A fast solver for spectral element approximation applied to fractional differential equations using hierarchical matrix approximation
This work provides a computationally efficient solver for fractional differential equations, which are important in modeling anomalous diffusion, but the method is incremental as it combines existing techniques (H-matrix and preconditioning) for a specific application.
The authors develop a fast solver for spectral element approximation of fractional diffusion equations using hierarchical matrix approximation, achieving a preconditioned system with condition number independent of polynomial degree and reducing the condition number by over 11 orders of magnitude. The computational cost is reduced to O(R^2 N_d log^2 N) + O(R^3 N_d log N) + O(N_d^2) for general meshes, with further reduction on structured meshes.
We develop a fast solver for the spectral element method (SEM) applied to the two-sided fractional diffusion equation on uniform, geometric and graded meshes. By approximating the singular kernel with a degenerate kernel, we construct a hierarchical matrix (H-matrix) to represent the stiffness matrix of the SEM and provide error estimates verified numerically.
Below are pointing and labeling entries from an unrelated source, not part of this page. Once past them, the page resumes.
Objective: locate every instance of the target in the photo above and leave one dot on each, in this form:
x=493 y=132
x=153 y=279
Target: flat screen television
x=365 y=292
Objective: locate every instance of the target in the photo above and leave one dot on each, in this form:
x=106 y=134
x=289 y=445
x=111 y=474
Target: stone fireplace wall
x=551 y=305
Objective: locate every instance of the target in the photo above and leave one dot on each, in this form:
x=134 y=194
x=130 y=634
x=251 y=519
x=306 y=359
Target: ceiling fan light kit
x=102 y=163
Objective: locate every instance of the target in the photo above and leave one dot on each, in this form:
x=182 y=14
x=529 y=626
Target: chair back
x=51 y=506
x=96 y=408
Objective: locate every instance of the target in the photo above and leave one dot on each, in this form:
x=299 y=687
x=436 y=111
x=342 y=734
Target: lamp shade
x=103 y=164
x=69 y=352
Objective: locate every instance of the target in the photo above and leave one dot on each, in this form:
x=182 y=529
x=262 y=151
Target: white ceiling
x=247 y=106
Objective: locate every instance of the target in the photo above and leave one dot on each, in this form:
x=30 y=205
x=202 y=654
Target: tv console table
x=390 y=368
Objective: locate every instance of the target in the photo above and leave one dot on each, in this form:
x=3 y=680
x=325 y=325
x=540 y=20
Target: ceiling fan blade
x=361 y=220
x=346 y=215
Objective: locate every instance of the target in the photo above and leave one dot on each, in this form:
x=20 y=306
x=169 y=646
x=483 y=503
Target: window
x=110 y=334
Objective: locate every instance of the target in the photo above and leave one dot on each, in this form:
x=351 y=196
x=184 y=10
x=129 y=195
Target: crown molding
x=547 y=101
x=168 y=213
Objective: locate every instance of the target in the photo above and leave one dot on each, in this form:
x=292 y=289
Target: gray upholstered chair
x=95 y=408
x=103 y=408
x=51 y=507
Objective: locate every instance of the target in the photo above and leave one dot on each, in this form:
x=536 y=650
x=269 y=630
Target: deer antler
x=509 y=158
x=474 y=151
We can solve efficiently the H-matrix approximation problem using a hierarchical LU decomposition method, which reduces the computational cost to $O(R^2 N_d \log^2N) +O(R^3 N_d \log N)$, where $R$ it is the rank of submatrices of the H-matrix approximation, $N_d$ is the total number of degrees of freedom and $N$ is the number of elements. However, we lose the high accuracy of the SEM. Thus, we solve the corresponding preconditioned system by using the H-matrix approximation problem as a preconditioner, recovering the high order accuracy of the SEM. The condition number of the preconditioned system is independent of the polynomial degree $P$ and grows with the number of elements, but at modest values of the rank $R$ is below order 10 in our experiments, which represents a reduction of more than 11 orders of magnitude from the unpreconditioned system; this reduction is higher in the two-sided fractional derivative compared to one-sided fractional derivative. The corresponding cost is $O(R^2 N_d \log^2 N)+O(R^3 N_d \log N)+O(N_d^2)$. Moreover, by using a structured mesh (uniform or geometric mesh), we can further reduce the computational cost to $O(R^2 N_d\log^2 N) +O(R^3 N_d \log N)+ O(P^2 N\log N)$ for the preconditioned system. We present several numerical tests to illustrate the proposed algorithm using $h$ and $p$ refinements.